Batch Correction - Dealing With Negative Values for Diversity Analysis


I am analyzing a dataset containing samples from two separate sequencing runs. I processed the reads identically, including trimming the same number of bases off the ends during the DADA2 step, before merging the feature table and representative sequence files. PERMANOVA on the wUnifrac distance matrix showed that the batch effect is significant (p = 0.001) and the test statistic for batch is greater than the test statistic for the experimental groups of interest.

I used the ComBat function of the ‘sva’ R package to batch correct my feature table, then imported it back into R. I ran the feature-table summarize function on this table without any problems. However, when I tried to run core-metrics-phylogenetic I got the following error:

Plugin error from diversity: count < 0

The ComBat normalization introduced negative values into the feature table, and I assume this is causing the issue. However, when I analyzed this data previously in QIIME1 I was able to run diversity analyses with batch corrected data containing negative values.

My questions: Is there currently no method for dealing with negative values in QIIME2? Can negative values in normalized data be thought of as ‘effectively 0’, or does it make a big difference if one feature has a count of -5 and another feature has a count of -10? Are there others strategies I should look into that may avoid this problem?

Hi @Zachary_Bendiks,
Sounds like you are in a pickle! :cucumber:

First off — I applaud your due diligence in appropriately structuring your runs and testing for a batch effect proactively.

No. If qiime1 could handle negative values, it sounds like a bug.

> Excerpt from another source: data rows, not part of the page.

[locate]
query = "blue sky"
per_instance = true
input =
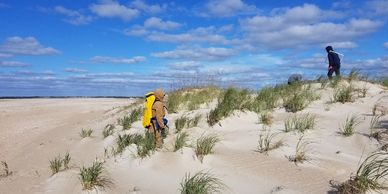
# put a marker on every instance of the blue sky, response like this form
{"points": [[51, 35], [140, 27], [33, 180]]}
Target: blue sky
{"points": [[124, 48]]}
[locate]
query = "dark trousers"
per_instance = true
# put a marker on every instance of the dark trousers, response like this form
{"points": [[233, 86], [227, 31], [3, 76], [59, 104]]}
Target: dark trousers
{"points": [[332, 70]]}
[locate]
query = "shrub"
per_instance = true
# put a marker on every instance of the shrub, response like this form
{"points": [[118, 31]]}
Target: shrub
{"points": [[343, 94], [348, 127], [266, 142], [201, 183], [205, 145], [86, 133], [92, 178], [300, 151], [369, 177], [180, 141], [108, 130], [299, 122]]}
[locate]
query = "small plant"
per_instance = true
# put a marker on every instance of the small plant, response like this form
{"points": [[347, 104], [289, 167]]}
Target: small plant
{"points": [[66, 161], [92, 178], [108, 130], [348, 127], [369, 177], [146, 145], [266, 118], [180, 123], [343, 94], [205, 145], [299, 122], [201, 183], [180, 141], [300, 151], [86, 133], [56, 165], [6, 172], [266, 142]]}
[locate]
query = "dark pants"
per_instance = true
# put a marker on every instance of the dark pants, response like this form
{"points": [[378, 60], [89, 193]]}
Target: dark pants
{"points": [[332, 70]]}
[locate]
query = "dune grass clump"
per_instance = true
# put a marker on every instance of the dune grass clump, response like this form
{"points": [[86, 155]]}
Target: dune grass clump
{"points": [[300, 151], [5, 169], [108, 130], [370, 175], [348, 127], [232, 99], [266, 118], [205, 145], [201, 183], [92, 177], [180, 141], [86, 132], [343, 94], [266, 142], [299, 123], [146, 145], [125, 140]]}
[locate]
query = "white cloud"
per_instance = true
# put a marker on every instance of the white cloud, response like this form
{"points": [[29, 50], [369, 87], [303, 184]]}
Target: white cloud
{"points": [[103, 59], [301, 27], [113, 9], [76, 70], [73, 17], [13, 64], [25, 46], [158, 23], [227, 8], [152, 9], [212, 53]]}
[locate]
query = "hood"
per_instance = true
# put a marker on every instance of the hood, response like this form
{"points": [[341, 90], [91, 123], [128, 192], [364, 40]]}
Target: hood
{"points": [[159, 94], [329, 48]]}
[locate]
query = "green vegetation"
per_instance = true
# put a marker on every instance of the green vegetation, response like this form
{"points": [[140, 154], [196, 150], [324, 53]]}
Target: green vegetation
{"points": [[205, 145], [370, 176], [201, 183], [266, 142], [86, 133], [299, 123], [180, 141], [348, 127], [92, 178], [108, 130]]}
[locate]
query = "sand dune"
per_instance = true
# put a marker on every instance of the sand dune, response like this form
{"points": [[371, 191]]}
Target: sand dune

What does an abundance of -5 really even mean!? (note that ComBat is designed for microarray data as far as I know, not for microbiome data where negative abundance is troubling) Most downstream methods in QIIME2 are assuming that the data in a FeatureTable[Frequency] artifact are counts, not some type of normalized data, and so negative values will break some of those methods’ assumptions.

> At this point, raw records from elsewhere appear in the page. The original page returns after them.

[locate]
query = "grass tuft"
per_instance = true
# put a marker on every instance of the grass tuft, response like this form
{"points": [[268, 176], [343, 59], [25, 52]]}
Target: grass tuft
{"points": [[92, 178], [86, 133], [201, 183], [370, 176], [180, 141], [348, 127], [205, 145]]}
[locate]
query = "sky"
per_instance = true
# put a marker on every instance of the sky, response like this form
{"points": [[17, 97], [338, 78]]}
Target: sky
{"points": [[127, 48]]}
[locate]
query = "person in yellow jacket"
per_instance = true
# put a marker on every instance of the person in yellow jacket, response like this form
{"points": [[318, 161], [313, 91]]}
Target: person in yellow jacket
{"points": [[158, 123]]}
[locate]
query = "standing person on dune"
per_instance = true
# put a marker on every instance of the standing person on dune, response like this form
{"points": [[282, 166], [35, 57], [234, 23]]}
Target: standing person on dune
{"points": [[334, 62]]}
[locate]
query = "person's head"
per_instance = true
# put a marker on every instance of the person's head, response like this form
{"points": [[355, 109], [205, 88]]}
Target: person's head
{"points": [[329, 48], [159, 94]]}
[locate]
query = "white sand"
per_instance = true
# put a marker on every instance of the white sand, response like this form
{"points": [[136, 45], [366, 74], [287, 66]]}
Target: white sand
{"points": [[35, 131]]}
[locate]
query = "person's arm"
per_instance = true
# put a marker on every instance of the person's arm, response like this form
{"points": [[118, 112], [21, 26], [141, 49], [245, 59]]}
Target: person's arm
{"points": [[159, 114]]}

I do not know enough about ComBat and whether it performs some type of count normalization in addition to batch normalization — is the output still considered “count” or is it something like mean-centered value? So the difference between -5 and -10 could actually be meaningful; converting all negative values to 0 might not be kosher, nor could adding N to all values where N = the min value.

@cduvallet might have some advice on working with ComBat data.

Depending on your experimental setup, there might be.

The brand new q2-perc-norm plugin is designed for normalization of case-control studies (and was compared to ComBat in the original paper).

Your batch effects may also be from contaminants that are unique to each run. If you have negative controls, you could try decontam (not yet a QIIME2 plugin but we hope to add soonish). See this post for some more details:

Let us know what you think! And let’s see if @cduvallet and @benjjneb have any other advice.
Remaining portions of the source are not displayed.